Readfq (V8, https://github.com/cjfields/readfq) was used for preprocessing raw data from the Illumina sequencing platform to obtain clean data for subsequent analysis14. Then MEGAHIT software (v1.0.4-beta) was used for assembly analysis of clean data, and scaftigs without N were obtained by breaking the resulted scaffolds from the N junction15,16. MetaGeneMark (V3.05, http://topaz.gatech.edu/GeneMark/) was used to perform ORF prediction for Scaftigs (> = 500 bp) of each sample14,17,18. For the ORF prediction results, CD-HIT software (V4.5.8, http://www.bioinformatics.org/cd-hit/) was used to eliminate redundancy and obtain the non-redundant initial gene catalogue19. Clean data of each sample were aligned with the initial gene catalog using Bowtie2 (Bowtie2.2.4, http://bowtie-bio.sourceforge.net/bowtie2/index.shtml) to calculate the number of reads of the genes on each sample alignment. The abundance of each gene in each sample was calculated based on the number of reads aligned and the length of gene20.

Metagenome annotation

DIAMOND21 (V0.9.9, https://github.com/bbuchfink/diamond/) was used for the alignment of unigenes sequences with those of bacteria, fungi, archaea, and viruses extracted from NCBI’s NR database (Version 2018-01-02, https://www.ncbi.nlm.nih.gov/), and LCA algorithm was adopted to determine the species annotation information of the sequence. Out of the results of the LCA annotation and gene abundance table, the abundance of each sample at each taxonomy and the corresponding gene abundance tables were acquired14,18,22. Based on the abundance tables at each taxonomy level, Krona analysis23, relative abundance overview, and abundance clustering heatmap were performed, combined with PCA24 (R ade4 package, Version 3.2.1) and NMDS25 (R vegan package, Version 2.15.3) analysis of dimension reduction. LEfSe analysis was used to search for species differences between groups26.

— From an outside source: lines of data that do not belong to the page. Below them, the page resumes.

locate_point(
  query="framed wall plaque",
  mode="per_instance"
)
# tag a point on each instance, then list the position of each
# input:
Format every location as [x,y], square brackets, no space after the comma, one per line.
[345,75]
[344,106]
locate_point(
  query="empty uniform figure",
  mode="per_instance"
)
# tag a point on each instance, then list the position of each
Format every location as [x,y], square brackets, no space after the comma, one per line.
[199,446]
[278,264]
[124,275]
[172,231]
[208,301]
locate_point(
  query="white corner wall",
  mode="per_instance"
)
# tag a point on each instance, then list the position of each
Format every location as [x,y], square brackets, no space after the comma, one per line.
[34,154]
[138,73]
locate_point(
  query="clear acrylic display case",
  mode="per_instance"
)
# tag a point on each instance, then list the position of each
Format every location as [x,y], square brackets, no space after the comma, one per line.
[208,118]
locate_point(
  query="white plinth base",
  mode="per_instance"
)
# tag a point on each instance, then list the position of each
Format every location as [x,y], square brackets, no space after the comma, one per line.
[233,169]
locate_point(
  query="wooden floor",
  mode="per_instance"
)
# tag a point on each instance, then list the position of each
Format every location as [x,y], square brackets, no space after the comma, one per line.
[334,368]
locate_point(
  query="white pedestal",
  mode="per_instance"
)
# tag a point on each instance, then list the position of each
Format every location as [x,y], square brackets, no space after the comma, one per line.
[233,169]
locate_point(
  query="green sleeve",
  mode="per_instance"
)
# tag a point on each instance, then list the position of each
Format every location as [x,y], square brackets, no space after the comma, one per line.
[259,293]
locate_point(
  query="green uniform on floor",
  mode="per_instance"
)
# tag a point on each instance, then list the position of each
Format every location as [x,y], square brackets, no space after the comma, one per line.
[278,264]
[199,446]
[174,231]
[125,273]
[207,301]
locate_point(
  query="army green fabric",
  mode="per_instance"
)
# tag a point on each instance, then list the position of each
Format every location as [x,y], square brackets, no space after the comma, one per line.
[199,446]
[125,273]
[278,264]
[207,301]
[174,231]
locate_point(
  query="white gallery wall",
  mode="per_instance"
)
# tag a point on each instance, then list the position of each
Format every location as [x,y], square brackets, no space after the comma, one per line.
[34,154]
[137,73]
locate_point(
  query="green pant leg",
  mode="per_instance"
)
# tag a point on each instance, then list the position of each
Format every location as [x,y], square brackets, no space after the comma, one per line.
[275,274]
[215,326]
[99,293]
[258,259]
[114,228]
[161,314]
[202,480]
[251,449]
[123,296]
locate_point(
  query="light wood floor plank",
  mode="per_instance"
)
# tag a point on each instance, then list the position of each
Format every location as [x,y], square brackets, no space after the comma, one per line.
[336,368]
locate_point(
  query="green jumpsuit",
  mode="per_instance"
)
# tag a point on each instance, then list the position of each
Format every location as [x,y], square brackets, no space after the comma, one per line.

DIAMOND software was used to align unigenes with those in the functional database, including the KEGG database (Version 2018-01-01, http://www.kegg.jp/kegg/)27,28, eggNOG database (Version 4.5, http://eggnogdb.embl.de/#/app/home)29, and CAZy database (Version 201801, http://www.cazy.org/)30. According to the alignment results, the relative abundance at different functional levels was calculated. Based on the abundance table at each taxonomy level, annotated genes statistics, relative abundance overview, and abundance clustering heat map were carried out, combined with PCA and NMDS analysis of dimension reduction, metabolic pathway comparative analysis, as well as Metastatic and LEfSe analysis on inter-group functional differences.

Data Records

The raw metagenomic sequencing data (fastq format) were deposited in NCBI’s Sequence Read Archive (PRJNA933393)31,32,33,34,35,36.

Technical Validation

Contaminants and trim reads of the metagenomic sequencing data were removed and the clean reads accounted for more than 99% (Fig. 2), illustrating that the data had incredible quality. To ensure unbiased data production, Randomization principles were carried out and abided by sample collection, extraction, and CLas infection rate detection. Using several pieces of software, we confirmed the technical validation of the taxonomic assignments, completeness, and function annotations.